According to their report, scammers created fake accounts on GitHub, initiated discussions in controlled repositories, and tagged dozens of other users, informing them they had been selected to receive $5,000 in CLAW tokens.

Victims were directed to a malicious website where they were prompted to connect their wallets to "claim their reward."

OX Security noted that the phishing page closely mirrored the official OpenClaw site, with the only significant difference being a wallet connection button designed to steal funds.

The campaign spread through GitHub repositories and email newsletters, with criminals disguising phishing attempts as legitimate tools and extensions for popular software.

OX Security analysts recommended blocking the domain token-claw[.]xyz and avoiding wallet connections to dubious sites. Any announcements regarding token giveaways on GitHub should be treated with suspicion. Experts also advised checking the history of recent smart contract permissions and revoking access if necessary.

OpenClaw's Popularity and Token Conflict

The wave of attacks coincided with a surge in demand for OpenClaw among developers and small businesses using the software for task automation. The project's GitHub repository has garnered over 324,000 stars, ranking ninth globally.

In February, OpenAI invited OpenClaw founder Peter Steinberger to lead the development of personal AI agents. Meanwhile, the entrepreneur faced pressure from the crypto community for refusing to launch a project token.

Steinberger is not interested in issuing or promoting a digital asset.
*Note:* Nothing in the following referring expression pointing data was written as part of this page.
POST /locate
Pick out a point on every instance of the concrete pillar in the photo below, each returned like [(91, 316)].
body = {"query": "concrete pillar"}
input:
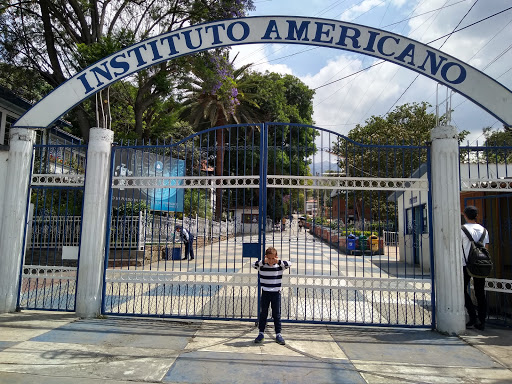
[(14, 211), (4, 157), (94, 223), (446, 227)]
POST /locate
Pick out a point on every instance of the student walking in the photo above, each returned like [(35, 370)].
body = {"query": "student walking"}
[(475, 230), (188, 240)]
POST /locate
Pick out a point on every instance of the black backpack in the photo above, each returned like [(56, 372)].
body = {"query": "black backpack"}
[(478, 261)]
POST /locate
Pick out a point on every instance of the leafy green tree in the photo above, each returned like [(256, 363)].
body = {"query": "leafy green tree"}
[(388, 147), (57, 39), (285, 99), (496, 139), (218, 94)]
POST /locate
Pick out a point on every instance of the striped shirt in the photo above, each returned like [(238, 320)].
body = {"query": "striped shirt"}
[(271, 275)]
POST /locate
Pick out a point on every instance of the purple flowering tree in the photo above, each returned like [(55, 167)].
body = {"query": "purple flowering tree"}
[(218, 94)]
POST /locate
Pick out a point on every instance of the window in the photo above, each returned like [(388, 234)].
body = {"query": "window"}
[(9, 121), (416, 220), (249, 218)]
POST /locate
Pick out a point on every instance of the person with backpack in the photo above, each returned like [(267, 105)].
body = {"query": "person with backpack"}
[(479, 235), (188, 240)]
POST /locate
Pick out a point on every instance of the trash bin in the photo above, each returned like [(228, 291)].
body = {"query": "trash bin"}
[(173, 253), (351, 242), (363, 243), (374, 243)]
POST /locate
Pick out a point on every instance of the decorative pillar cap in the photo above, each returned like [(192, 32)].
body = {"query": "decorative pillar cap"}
[(22, 134), (101, 134), (444, 132)]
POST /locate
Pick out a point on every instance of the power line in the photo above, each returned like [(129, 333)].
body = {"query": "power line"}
[(430, 42), (449, 35), (425, 13)]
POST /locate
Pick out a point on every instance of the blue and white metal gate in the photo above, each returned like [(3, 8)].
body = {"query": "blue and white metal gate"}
[(52, 236), (340, 211)]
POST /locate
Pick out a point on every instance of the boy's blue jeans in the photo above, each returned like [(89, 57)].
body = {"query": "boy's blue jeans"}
[(273, 299)]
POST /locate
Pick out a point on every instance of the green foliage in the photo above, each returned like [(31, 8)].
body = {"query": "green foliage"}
[(498, 138), (130, 209), (55, 39), (407, 128), (88, 54)]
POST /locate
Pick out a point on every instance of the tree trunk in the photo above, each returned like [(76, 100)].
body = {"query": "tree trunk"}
[(219, 168)]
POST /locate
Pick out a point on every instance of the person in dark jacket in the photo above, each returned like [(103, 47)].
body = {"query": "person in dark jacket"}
[(188, 240)]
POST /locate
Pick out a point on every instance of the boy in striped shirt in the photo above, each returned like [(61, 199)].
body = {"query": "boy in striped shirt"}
[(270, 274)]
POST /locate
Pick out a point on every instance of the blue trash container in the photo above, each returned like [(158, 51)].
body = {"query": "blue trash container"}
[(351, 242), (173, 253)]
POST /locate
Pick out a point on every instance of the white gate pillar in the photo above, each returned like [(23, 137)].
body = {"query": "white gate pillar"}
[(12, 225), (94, 223), (446, 227)]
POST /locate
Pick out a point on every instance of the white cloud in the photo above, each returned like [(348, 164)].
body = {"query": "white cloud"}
[(255, 54), (373, 92), (357, 10)]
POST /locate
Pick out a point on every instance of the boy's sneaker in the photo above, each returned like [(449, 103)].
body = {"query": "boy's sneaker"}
[(259, 338), (280, 340), (480, 326)]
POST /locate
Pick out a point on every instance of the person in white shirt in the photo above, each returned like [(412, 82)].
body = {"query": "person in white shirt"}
[(476, 231), (270, 274)]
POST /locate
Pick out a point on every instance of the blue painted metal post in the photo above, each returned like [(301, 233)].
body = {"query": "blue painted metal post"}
[(92, 247), (13, 215)]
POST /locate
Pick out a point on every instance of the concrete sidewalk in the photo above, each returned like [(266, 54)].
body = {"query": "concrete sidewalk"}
[(55, 347)]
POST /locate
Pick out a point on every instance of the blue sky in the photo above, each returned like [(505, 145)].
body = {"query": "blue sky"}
[(338, 107)]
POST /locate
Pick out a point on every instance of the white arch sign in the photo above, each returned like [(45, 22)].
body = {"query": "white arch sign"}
[(455, 74)]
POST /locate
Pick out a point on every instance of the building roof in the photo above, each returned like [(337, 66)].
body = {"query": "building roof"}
[(418, 173), (18, 105)]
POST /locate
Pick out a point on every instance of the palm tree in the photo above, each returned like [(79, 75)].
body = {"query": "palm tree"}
[(216, 94)]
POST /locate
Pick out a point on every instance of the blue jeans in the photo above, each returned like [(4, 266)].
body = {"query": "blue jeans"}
[(479, 285), (189, 248), (273, 299)]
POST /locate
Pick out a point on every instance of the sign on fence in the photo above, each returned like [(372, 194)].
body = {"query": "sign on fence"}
[(129, 162)]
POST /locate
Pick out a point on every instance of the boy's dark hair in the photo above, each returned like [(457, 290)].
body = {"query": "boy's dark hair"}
[(271, 251), (471, 212)]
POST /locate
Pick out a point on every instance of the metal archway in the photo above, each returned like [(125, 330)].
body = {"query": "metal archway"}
[(423, 59)]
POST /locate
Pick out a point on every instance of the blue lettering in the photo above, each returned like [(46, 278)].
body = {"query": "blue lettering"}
[(170, 41), (245, 34), (138, 55), (434, 67), (85, 83), (354, 37), (320, 32), (188, 40), (271, 28), (407, 52), (154, 49), (380, 45), (295, 33), (371, 41), (103, 73), (458, 80), (123, 65), (215, 30)]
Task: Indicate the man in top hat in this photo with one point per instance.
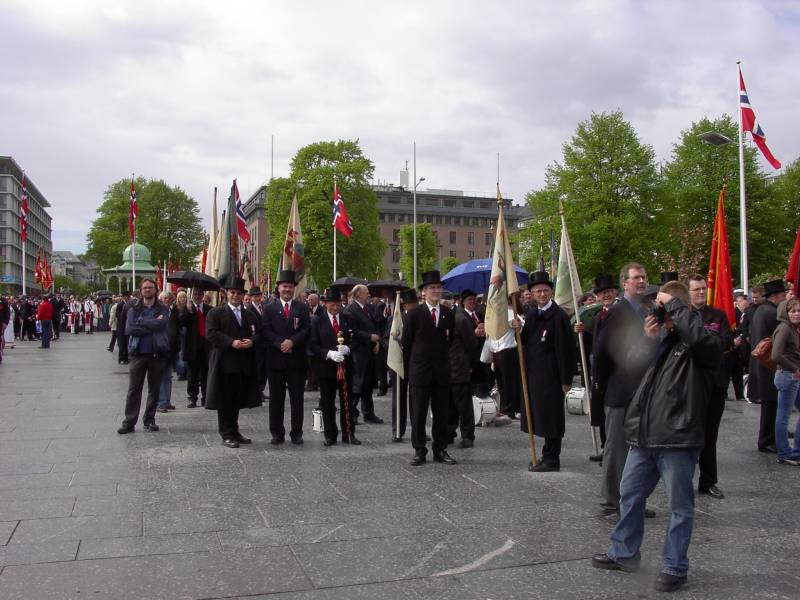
(765, 320)
(550, 367)
(365, 345)
(464, 358)
(286, 328)
(232, 384)
(326, 355)
(408, 302)
(427, 336)
(605, 290)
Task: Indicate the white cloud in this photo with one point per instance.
(191, 93)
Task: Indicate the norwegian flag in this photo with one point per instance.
(749, 123)
(241, 223)
(23, 213)
(133, 213)
(340, 219)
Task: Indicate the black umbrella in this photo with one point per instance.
(348, 283)
(376, 288)
(193, 279)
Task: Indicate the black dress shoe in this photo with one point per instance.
(602, 561)
(712, 491)
(444, 457)
(669, 583)
(419, 459)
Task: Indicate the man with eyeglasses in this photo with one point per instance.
(716, 321)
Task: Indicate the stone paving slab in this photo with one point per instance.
(85, 512)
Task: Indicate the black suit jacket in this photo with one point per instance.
(427, 347)
(277, 328)
(321, 340)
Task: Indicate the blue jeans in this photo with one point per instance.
(643, 469)
(788, 396)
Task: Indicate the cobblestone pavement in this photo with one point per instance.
(87, 513)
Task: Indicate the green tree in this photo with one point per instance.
(692, 181)
(168, 224)
(449, 263)
(313, 170)
(427, 251)
(609, 185)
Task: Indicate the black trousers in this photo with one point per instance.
(122, 344)
(279, 381)
(766, 430)
(228, 409)
(510, 397)
(708, 455)
(197, 372)
(461, 412)
(402, 389)
(140, 367)
(437, 398)
(328, 390)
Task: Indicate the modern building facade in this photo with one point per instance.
(39, 227)
(463, 224)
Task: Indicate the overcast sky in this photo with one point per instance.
(190, 92)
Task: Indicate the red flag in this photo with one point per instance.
(133, 213)
(720, 280)
(793, 274)
(340, 219)
(23, 213)
(749, 123)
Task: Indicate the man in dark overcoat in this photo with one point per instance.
(427, 335)
(327, 354)
(286, 327)
(364, 346)
(464, 355)
(550, 366)
(232, 382)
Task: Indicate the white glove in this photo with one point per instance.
(335, 356)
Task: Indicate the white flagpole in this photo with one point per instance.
(334, 233)
(742, 195)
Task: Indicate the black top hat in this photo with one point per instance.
(538, 277)
(231, 282)
(408, 296)
(667, 276)
(286, 277)
(333, 294)
(604, 282)
(430, 278)
(775, 286)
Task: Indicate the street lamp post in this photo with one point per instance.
(414, 227)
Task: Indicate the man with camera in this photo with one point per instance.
(665, 427)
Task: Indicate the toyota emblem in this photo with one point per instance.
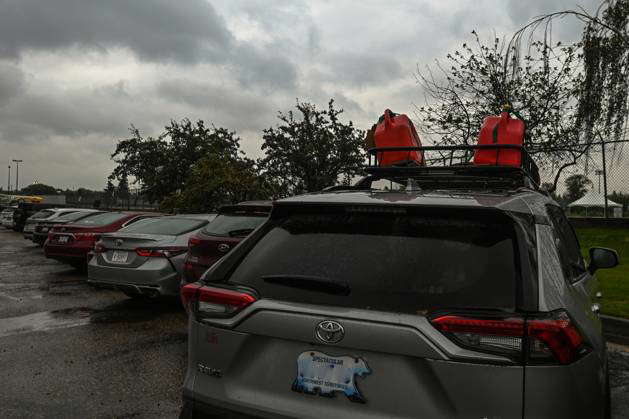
(329, 331)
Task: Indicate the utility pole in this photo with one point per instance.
(605, 178)
(17, 173)
(599, 173)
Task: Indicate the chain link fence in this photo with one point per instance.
(133, 201)
(603, 174)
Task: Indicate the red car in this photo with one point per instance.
(232, 224)
(71, 243)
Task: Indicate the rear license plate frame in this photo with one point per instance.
(325, 375)
(119, 256)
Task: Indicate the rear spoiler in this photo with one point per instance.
(245, 209)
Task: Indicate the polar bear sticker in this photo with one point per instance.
(324, 374)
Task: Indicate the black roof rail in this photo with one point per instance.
(464, 173)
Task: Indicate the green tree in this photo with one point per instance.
(161, 165)
(541, 87)
(216, 181)
(311, 150)
(576, 187)
(39, 189)
(110, 194)
(604, 88)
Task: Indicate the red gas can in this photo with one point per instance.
(397, 130)
(500, 130)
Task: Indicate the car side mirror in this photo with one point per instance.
(602, 258)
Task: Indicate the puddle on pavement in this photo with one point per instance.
(128, 311)
(46, 320)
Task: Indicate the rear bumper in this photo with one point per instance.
(66, 253)
(143, 282)
(192, 409)
(40, 238)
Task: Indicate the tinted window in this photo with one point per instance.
(167, 225)
(395, 263)
(102, 219)
(73, 216)
(42, 214)
(233, 225)
(567, 244)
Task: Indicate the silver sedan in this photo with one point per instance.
(146, 258)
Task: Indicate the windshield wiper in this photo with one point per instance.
(241, 232)
(310, 283)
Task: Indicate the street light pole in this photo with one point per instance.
(17, 173)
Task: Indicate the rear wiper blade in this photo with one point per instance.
(241, 232)
(310, 283)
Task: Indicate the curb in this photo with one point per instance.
(616, 329)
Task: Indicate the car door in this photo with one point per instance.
(582, 287)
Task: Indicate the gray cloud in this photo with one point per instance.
(360, 69)
(231, 108)
(75, 73)
(12, 82)
(156, 30)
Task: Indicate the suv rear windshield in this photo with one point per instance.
(102, 219)
(226, 225)
(42, 214)
(400, 263)
(73, 216)
(168, 226)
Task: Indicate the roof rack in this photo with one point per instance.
(460, 175)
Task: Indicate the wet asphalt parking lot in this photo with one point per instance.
(71, 350)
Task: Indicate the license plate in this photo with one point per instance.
(119, 257)
(325, 374)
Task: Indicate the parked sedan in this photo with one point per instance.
(231, 226)
(41, 229)
(71, 243)
(6, 217)
(48, 214)
(146, 258)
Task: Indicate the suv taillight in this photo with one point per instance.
(213, 301)
(551, 337)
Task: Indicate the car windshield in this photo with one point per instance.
(73, 216)
(171, 226)
(42, 214)
(233, 224)
(102, 219)
(385, 262)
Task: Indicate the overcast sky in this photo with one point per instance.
(74, 74)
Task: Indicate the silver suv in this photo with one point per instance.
(366, 303)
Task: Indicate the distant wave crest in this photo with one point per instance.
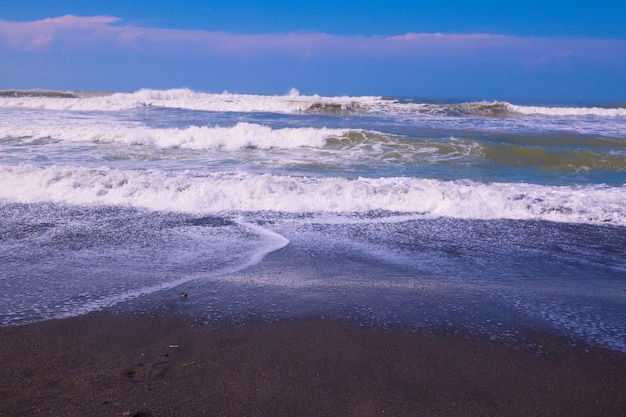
(293, 102)
(237, 191)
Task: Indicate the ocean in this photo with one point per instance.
(489, 218)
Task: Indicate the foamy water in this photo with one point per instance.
(491, 217)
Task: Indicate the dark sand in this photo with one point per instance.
(107, 365)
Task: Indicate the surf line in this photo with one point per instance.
(276, 242)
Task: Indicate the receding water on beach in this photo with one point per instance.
(487, 218)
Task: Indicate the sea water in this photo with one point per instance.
(493, 218)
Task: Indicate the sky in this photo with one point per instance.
(543, 50)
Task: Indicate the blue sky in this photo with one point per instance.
(475, 49)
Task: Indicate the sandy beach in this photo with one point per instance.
(126, 365)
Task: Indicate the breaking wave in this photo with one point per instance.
(293, 102)
(241, 192)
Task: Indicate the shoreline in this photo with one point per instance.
(105, 364)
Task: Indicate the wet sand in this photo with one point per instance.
(123, 365)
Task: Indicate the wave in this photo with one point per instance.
(241, 192)
(569, 111)
(243, 135)
(36, 93)
(191, 100)
(293, 102)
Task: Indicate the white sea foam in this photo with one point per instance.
(235, 192)
(188, 99)
(290, 103)
(242, 135)
(569, 111)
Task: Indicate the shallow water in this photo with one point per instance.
(491, 218)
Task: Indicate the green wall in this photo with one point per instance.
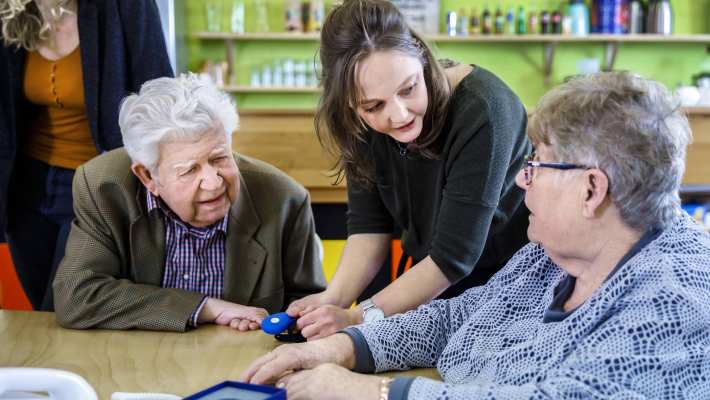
(518, 64)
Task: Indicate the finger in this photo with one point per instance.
(297, 386)
(256, 365)
(307, 310)
(234, 324)
(259, 315)
(312, 330)
(244, 325)
(273, 369)
(310, 318)
(324, 332)
(294, 308)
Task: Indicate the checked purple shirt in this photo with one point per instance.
(195, 257)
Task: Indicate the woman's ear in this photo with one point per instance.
(146, 178)
(596, 187)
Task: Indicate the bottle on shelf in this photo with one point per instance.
(637, 16)
(306, 16)
(579, 15)
(277, 78)
(510, 21)
(556, 20)
(292, 16)
(236, 17)
(521, 28)
(533, 20)
(486, 21)
(463, 28)
(660, 17)
(545, 21)
(499, 21)
(475, 24)
(452, 21)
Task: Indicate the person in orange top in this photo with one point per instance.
(65, 65)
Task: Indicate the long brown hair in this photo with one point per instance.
(351, 32)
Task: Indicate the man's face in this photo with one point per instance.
(197, 179)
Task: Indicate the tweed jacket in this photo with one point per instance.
(111, 274)
(122, 46)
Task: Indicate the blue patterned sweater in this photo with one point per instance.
(645, 333)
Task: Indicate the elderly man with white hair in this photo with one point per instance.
(175, 230)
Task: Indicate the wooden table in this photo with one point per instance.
(135, 361)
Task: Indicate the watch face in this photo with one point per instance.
(373, 314)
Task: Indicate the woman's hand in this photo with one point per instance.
(269, 368)
(332, 382)
(309, 303)
(327, 320)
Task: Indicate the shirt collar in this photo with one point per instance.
(155, 203)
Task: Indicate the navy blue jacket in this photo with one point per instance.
(122, 46)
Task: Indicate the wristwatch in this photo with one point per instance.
(370, 312)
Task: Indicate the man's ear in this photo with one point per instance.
(146, 178)
(596, 187)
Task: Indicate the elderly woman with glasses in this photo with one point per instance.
(610, 300)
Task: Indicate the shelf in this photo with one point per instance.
(697, 110)
(593, 38)
(550, 42)
(270, 89)
(695, 190)
(281, 36)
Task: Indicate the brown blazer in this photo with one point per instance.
(112, 271)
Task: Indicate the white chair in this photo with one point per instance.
(43, 383)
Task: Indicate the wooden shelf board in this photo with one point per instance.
(295, 36)
(697, 110)
(270, 89)
(592, 38)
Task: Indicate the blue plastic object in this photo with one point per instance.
(277, 323)
(239, 391)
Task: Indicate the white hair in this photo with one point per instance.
(167, 109)
(630, 127)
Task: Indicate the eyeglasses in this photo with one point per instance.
(530, 164)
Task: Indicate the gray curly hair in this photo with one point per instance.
(629, 127)
(172, 108)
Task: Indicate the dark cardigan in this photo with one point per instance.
(463, 209)
(122, 46)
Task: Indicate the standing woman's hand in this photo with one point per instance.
(303, 306)
(327, 320)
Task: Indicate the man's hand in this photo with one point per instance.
(269, 368)
(332, 382)
(236, 316)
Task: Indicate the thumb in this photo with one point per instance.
(295, 308)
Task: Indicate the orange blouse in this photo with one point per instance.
(59, 133)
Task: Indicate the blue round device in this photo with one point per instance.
(277, 323)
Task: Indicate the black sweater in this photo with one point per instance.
(463, 209)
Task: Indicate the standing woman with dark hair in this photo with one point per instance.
(65, 65)
(432, 148)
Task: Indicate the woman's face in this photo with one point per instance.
(553, 198)
(394, 98)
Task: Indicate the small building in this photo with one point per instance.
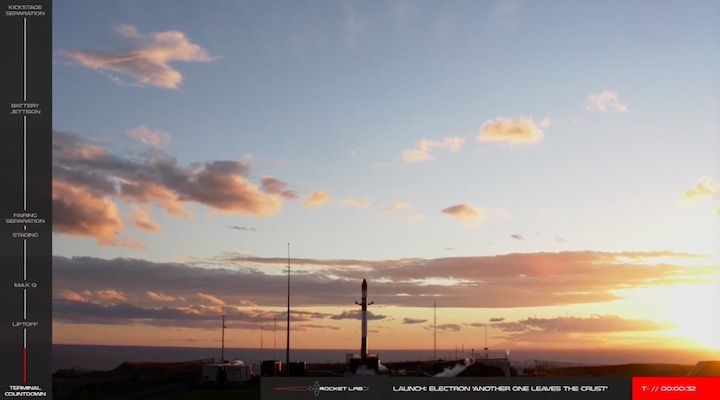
(239, 372)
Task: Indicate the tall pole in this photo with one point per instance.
(287, 351)
(485, 337)
(222, 345)
(434, 331)
(275, 340)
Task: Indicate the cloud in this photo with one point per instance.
(212, 299)
(71, 295)
(592, 324)
(546, 279)
(316, 198)
(421, 152)
(449, 327)
(242, 228)
(513, 131)
(463, 212)
(87, 179)
(110, 294)
(148, 62)
(411, 217)
(154, 139)
(349, 201)
(705, 188)
(160, 296)
(413, 321)
(141, 219)
(605, 101)
(277, 187)
(397, 206)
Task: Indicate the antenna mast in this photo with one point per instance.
(287, 352)
(222, 345)
(434, 331)
(275, 340)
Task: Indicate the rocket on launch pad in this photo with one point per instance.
(363, 303)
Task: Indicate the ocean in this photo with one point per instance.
(95, 357)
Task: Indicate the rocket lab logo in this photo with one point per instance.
(317, 388)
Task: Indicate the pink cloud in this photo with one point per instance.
(514, 131)
(149, 62)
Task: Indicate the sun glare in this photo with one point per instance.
(693, 309)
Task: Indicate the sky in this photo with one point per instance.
(545, 171)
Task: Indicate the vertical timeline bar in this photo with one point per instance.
(26, 198)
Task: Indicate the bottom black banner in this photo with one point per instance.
(387, 387)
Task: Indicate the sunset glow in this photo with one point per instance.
(543, 171)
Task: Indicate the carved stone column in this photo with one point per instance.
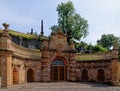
(72, 63)
(6, 58)
(45, 76)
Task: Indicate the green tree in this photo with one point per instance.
(71, 23)
(107, 40)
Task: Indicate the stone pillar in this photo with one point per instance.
(115, 66)
(45, 76)
(6, 57)
(6, 70)
(72, 63)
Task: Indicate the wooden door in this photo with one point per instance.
(58, 73)
(15, 76)
(30, 75)
(101, 75)
(84, 75)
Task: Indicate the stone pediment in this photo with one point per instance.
(58, 40)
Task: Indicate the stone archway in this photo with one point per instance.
(84, 75)
(58, 70)
(30, 75)
(15, 76)
(101, 75)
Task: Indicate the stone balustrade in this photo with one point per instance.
(25, 52)
(94, 56)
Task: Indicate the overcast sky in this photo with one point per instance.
(103, 16)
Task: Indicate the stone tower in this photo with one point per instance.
(42, 32)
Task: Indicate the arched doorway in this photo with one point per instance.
(30, 75)
(84, 75)
(58, 70)
(101, 75)
(15, 76)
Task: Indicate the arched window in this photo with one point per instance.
(58, 62)
(84, 75)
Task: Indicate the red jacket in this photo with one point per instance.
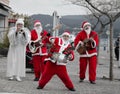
(81, 36)
(59, 47)
(34, 37)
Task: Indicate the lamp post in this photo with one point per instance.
(55, 22)
(108, 34)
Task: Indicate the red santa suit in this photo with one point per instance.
(56, 68)
(40, 54)
(90, 56)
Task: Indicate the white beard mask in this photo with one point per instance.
(39, 29)
(88, 30)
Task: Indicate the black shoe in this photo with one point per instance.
(72, 89)
(92, 82)
(81, 80)
(39, 87)
(36, 79)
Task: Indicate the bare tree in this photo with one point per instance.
(108, 8)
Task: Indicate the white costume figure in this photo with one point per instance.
(18, 36)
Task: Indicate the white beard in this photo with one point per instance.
(88, 30)
(39, 29)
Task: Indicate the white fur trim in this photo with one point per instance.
(65, 33)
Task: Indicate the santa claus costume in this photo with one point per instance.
(19, 37)
(56, 67)
(38, 36)
(90, 55)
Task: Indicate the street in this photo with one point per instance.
(55, 86)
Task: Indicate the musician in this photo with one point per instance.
(18, 36)
(89, 57)
(39, 37)
(56, 67)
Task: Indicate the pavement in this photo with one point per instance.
(55, 86)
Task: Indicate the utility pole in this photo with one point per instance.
(55, 23)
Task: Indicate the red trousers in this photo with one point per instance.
(38, 65)
(92, 62)
(52, 69)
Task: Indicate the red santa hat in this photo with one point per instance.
(37, 22)
(85, 23)
(66, 33)
(20, 21)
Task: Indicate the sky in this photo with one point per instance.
(31, 7)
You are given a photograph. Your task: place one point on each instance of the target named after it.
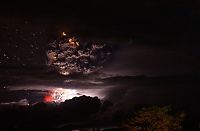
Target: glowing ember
(48, 98)
(60, 95)
(64, 34)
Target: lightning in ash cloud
(67, 55)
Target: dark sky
(154, 39)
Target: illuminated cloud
(68, 55)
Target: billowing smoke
(68, 55)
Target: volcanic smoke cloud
(67, 55)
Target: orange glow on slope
(48, 98)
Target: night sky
(154, 56)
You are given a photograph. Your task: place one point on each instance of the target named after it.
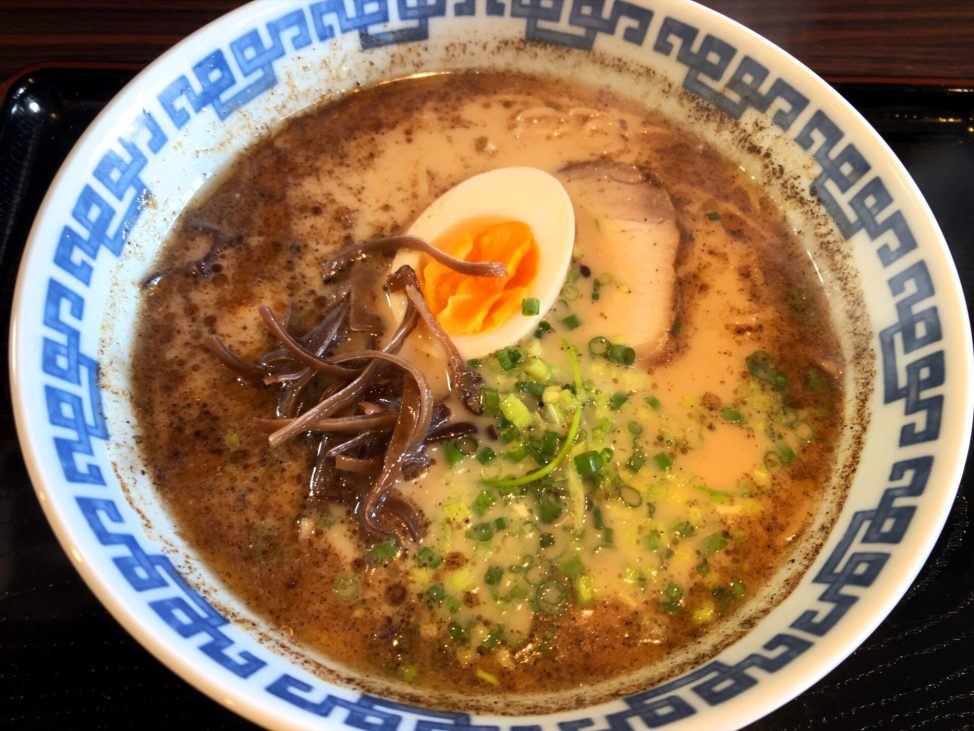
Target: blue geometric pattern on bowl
(230, 77)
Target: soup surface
(642, 464)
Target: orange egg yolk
(466, 305)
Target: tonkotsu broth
(696, 467)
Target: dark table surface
(65, 663)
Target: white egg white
(524, 194)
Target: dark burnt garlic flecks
(644, 456)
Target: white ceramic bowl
(186, 116)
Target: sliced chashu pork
(628, 236)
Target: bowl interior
(883, 262)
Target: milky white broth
(711, 452)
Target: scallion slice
(530, 306)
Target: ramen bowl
(893, 293)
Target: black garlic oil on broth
(620, 482)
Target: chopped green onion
(572, 566)
(538, 369)
(508, 433)
(630, 496)
(428, 558)
(621, 354)
(490, 401)
(571, 322)
(486, 455)
(530, 306)
(717, 496)
(516, 453)
(588, 463)
(480, 532)
(549, 443)
(585, 589)
(598, 345)
(569, 437)
(618, 399)
(515, 411)
(531, 387)
(508, 357)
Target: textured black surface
(65, 663)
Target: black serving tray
(65, 663)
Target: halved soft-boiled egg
(519, 216)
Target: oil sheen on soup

In response, a group of users independently created a coin and began demanding official recognition from the developer, the implementation of fees, and the development of Web3 integrations. The community organized mass spam campaigns on Discord and social media platforms like X.

Due to the aggressive behavior of the audience, the creator even considered completely removing the project.

On March 18, Steinberger warned users that any crypto offerings related to his software are scams.

It’s worth noting that due to the hype surrounding OpenClaw, a paid service for removing the AI agent has emerged in Chinese social media, whereas previously users paid to install it.